Тундра погрузилась в глубокую тишину. Тени, пока еще недвижные и тоже бесшумные, опустились на нее сверху, придавили свет, сжали пространство. «Солнце закатилось до весны», — догадались зимовщики, и у каждого из них сердце сжалось в груди, холодом ни на что не похожей разлуки опахнуло нутро, и такое осязаемое чувство беспросветности охватило души охотников, что они, бродившие нарозь друг от друга, не сговариваясь, порешили: «Уходим!»
Но в тундре что-то шевельнулось, стронулись снега, закачалось пространство вокруг, то там, то тут начало чиркать искрами, и небо, только что мутное, грузное, пустое, вдруг растворило врата прозрачным и переменчивым светом. Жуть и восторг охватывали душу. Надо бы бежать, но не было над собой власти. Середь ночной сверкающей тундры, опершись на таяк, стоял Коля, стоял Архип, стоял подле избушки старшой, и все они улыбались растерянно и приветно, не понимая, что с ними, отчего такое облегчение?
К зимовью охотники вернулись разом, в позднее для этих мест время. Навстречу вывалился кобель Шабурко — звался он по фамилии хозяина в отместку за то, что слупил с охотников неслыханную цену, пользуясь их безвыходным положением.
Дыша холодным паром, парни ввалились в избушку и в один голос заявили:
— Остаемся!
— Остаться не напасть, да кабы, оставшись, не пропасть.
— Ни хрена-а! Не мы первые, не мы последние. Че нам без добычи уходить? Манатки бросать? Неустойку платить?..
— Ну, ну! Колефтиф настаивает. Колефтиф — сила!
Разогрев еду, старшой достал из запасов поллитру спирта, молча налил полную кружку, вынул нож из ножен, полоснул по руке, кровью спирт разбавил.

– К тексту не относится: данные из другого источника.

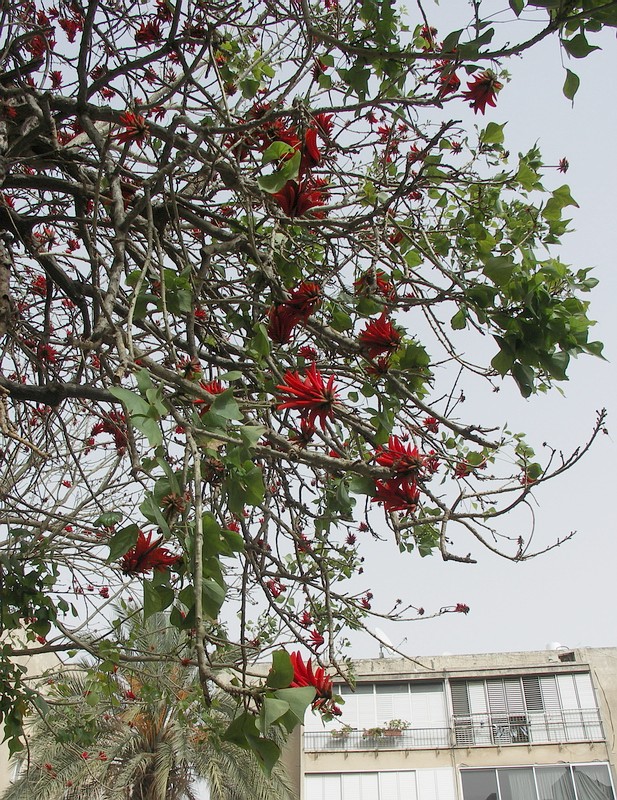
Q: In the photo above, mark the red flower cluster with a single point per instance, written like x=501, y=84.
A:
x=482, y=91
x=311, y=396
x=146, y=556
x=397, y=495
x=403, y=459
x=380, y=336
x=304, y=675
x=135, y=128
x=296, y=198
x=374, y=282
x=283, y=318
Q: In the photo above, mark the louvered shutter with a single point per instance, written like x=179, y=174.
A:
x=589, y=706
x=552, y=708
x=397, y=785
x=322, y=787
x=392, y=702
x=428, y=715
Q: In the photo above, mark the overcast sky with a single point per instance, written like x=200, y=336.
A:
x=568, y=595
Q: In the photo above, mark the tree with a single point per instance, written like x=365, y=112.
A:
x=243, y=250
x=140, y=733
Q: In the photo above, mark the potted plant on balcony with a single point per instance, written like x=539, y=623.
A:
x=373, y=733
x=395, y=727
x=342, y=732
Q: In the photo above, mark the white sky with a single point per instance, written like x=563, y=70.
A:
x=567, y=595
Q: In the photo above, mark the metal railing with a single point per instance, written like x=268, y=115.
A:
x=474, y=730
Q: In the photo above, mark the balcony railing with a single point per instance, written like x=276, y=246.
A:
x=475, y=730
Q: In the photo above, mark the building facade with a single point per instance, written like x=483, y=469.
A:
x=510, y=726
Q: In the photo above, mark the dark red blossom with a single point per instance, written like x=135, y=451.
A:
x=305, y=299
x=304, y=675
x=374, y=281
x=310, y=151
x=324, y=124
x=401, y=458
x=149, y=33
x=396, y=495
x=482, y=91
x=380, y=336
x=431, y=424
x=296, y=198
x=135, y=128
x=147, y=555
x=281, y=322
x=311, y=396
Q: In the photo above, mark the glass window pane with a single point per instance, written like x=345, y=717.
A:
x=593, y=782
x=554, y=783
x=516, y=784
x=479, y=784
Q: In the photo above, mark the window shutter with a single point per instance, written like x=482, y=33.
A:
x=533, y=693
x=460, y=698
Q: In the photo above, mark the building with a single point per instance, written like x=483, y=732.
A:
x=508, y=726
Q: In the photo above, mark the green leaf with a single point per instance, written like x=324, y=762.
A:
x=108, y=519
x=225, y=405
x=571, y=84
x=122, y=541
x=281, y=673
x=499, y=269
x=493, y=133
x=299, y=700
x=289, y=171
x=156, y=598
x=578, y=46
x=276, y=151
x=213, y=597
x=267, y=752
x=133, y=402
x=271, y=710
x=459, y=320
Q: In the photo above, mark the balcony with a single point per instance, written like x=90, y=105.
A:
x=477, y=730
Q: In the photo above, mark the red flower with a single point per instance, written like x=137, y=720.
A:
x=305, y=676
x=396, y=495
x=311, y=396
x=373, y=281
x=135, y=128
x=282, y=321
x=316, y=638
x=275, y=587
x=482, y=91
x=146, y=556
x=324, y=124
x=305, y=299
x=380, y=336
x=310, y=152
x=403, y=459
x=148, y=33
x=431, y=424
x=297, y=198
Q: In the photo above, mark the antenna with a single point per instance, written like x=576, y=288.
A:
x=385, y=644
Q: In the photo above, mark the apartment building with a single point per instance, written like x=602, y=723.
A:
x=507, y=726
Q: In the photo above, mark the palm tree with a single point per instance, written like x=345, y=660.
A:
x=140, y=733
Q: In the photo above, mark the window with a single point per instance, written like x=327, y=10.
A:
x=518, y=710
x=361, y=786
x=559, y=782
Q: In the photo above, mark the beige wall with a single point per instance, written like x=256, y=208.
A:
x=600, y=662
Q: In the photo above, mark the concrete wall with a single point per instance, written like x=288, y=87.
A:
x=601, y=663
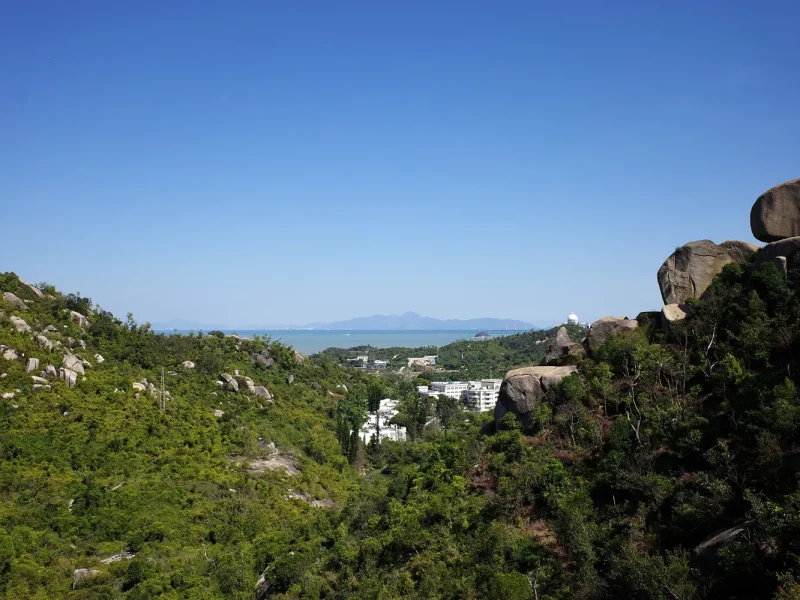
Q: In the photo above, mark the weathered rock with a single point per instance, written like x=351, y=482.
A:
x=15, y=300
x=246, y=384
x=712, y=543
x=73, y=362
x=602, y=330
x=78, y=318
x=672, y=313
x=776, y=213
x=230, y=382
x=19, y=324
x=522, y=389
x=81, y=574
x=649, y=317
x=564, y=350
x=260, y=390
x=69, y=376
x=689, y=270
x=32, y=288
x=263, y=360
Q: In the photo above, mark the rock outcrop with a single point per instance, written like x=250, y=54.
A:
x=776, y=251
x=673, y=313
x=689, y=270
x=33, y=289
x=263, y=392
x=776, y=213
x=602, y=330
x=15, y=300
x=73, y=362
x=229, y=382
x=522, y=389
x=69, y=376
x=564, y=350
x=78, y=318
x=19, y=324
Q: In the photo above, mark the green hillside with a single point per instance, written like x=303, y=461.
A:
x=666, y=467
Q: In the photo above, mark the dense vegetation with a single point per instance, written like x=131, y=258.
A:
x=663, y=440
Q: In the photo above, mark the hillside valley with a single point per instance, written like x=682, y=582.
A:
x=650, y=458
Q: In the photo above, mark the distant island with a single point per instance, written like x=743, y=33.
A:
x=409, y=321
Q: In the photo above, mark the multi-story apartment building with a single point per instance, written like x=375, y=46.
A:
x=478, y=396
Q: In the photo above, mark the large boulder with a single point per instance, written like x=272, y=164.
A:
x=246, y=384
x=69, y=376
x=776, y=213
x=602, y=330
x=73, y=362
x=229, y=382
x=522, y=389
x=263, y=392
x=739, y=250
x=689, y=270
x=44, y=342
x=78, y=318
x=672, y=313
x=15, y=300
x=32, y=288
x=265, y=360
x=564, y=350
x=775, y=251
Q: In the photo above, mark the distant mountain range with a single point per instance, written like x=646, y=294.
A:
x=414, y=321
x=407, y=321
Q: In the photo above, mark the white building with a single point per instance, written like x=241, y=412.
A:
x=481, y=396
x=478, y=396
x=454, y=389
x=379, y=421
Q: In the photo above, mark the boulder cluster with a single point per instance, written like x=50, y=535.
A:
x=686, y=273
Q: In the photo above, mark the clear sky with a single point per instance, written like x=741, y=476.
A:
x=265, y=162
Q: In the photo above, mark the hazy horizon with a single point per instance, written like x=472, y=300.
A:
x=286, y=164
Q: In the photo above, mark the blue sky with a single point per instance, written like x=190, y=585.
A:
x=268, y=162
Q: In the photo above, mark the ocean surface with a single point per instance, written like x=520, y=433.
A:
x=310, y=342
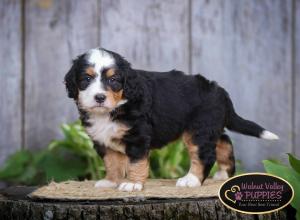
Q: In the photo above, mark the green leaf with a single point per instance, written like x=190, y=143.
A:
x=295, y=163
x=289, y=175
x=15, y=165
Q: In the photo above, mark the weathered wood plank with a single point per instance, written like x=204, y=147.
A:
x=297, y=79
x=17, y=206
x=10, y=77
x=246, y=47
x=150, y=34
x=56, y=31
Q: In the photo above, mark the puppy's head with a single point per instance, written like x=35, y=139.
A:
x=96, y=80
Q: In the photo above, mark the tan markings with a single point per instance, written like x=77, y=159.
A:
x=138, y=171
x=196, y=166
x=115, y=165
x=114, y=97
x=110, y=72
x=223, y=153
x=90, y=71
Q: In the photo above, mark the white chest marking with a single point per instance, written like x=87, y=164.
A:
x=107, y=132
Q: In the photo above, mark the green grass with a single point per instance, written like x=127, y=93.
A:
x=74, y=158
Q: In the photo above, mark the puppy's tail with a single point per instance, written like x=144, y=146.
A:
x=243, y=126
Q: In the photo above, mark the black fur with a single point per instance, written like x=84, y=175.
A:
x=163, y=105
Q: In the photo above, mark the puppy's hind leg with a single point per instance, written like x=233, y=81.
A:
x=202, y=154
x=225, y=158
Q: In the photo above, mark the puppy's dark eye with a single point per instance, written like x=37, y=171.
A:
x=87, y=78
x=111, y=80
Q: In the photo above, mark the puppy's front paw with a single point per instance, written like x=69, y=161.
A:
x=221, y=175
x=189, y=180
x=130, y=186
x=105, y=184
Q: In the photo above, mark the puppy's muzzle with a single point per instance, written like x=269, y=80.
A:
x=100, y=98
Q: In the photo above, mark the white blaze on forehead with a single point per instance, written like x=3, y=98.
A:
x=100, y=59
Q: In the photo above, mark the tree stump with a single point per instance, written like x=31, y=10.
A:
x=15, y=204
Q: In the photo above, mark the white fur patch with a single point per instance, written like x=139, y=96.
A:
x=189, y=180
x=100, y=59
x=87, y=97
x=105, y=184
x=221, y=175
x=107, y=132
x=129, y=187
x=268, y=135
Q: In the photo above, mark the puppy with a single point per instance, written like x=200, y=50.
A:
x=127, y=112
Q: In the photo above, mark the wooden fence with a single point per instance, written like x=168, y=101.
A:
x=250, y=47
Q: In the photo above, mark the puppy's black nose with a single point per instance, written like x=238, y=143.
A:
x=100, y=98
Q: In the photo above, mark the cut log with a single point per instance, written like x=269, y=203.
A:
x=15, y=204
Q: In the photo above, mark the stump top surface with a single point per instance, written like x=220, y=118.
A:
x=158, y=188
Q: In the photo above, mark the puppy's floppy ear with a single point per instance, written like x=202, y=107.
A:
x=70, y=81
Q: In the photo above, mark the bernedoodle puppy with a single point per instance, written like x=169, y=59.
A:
x=127, y=112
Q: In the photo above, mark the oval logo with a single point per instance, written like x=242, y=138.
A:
x=256, y=193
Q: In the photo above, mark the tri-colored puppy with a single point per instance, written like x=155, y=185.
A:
x=127, y=112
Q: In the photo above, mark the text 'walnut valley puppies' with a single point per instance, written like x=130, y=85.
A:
x=128, y=112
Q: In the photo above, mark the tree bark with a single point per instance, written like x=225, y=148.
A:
x=14, y=204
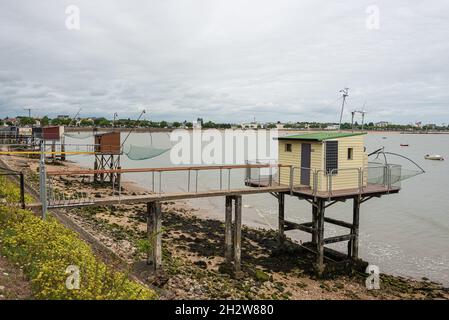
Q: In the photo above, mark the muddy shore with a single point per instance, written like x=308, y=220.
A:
x=193, y=248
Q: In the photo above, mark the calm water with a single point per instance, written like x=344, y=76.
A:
x=405, y=234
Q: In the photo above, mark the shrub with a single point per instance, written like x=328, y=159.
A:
x=46, y=249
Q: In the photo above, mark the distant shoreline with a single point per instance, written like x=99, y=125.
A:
x=121, y=129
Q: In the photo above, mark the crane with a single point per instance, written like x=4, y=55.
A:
x=345, y=92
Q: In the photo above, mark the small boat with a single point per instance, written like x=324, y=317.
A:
x=433, y=157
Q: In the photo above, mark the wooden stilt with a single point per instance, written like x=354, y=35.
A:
x=228, y=229
x=63, y=158
x=96, y=168
x=314, y=223
x=281, y=203
x=355, y=228
x=320, y=237
x=155, y=235
x=237, y=236
x=149, y=233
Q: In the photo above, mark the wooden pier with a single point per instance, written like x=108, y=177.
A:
x=319, y=200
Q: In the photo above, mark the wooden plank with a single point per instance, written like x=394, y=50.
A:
x=228, y=229
x=314, y=223
x=184, y=168
x=149, y=232
x=174, y=196
x=281, y=208
x=157, y=235
x=320, y=237
x=237, y=236
x=345, y=237
x=338, y=222
x=306, y=227
x=355, y=228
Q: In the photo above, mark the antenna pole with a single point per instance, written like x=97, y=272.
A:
x=352, y=120
x=345, y=94
x=141, y=114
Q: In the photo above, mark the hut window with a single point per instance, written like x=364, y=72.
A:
x=331, y=156
x=350, y=153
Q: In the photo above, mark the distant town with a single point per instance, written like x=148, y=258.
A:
x=102, y=122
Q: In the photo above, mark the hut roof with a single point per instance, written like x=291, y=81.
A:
x=321, y=136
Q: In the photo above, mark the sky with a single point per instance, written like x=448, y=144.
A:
x=226, y=60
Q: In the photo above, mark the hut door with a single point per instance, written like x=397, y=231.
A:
x=305, y=163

— «Начинается!.. — Лица парней вытянулись, под кожей холод захрустел. — Накатило на старшого. Все они, эти „бывшие“, люди потрясенные, и чего им на ум придет — угадай попробуй!» Цап Кольку за руку, чирк ножом по пальцу, кровь отцеживает Колькину в кружку старшой.
Архип побелел, к двери попятился, чтобы рвануть из избушки, да не успел, старшой его перехватил, тоже ему палец порезал.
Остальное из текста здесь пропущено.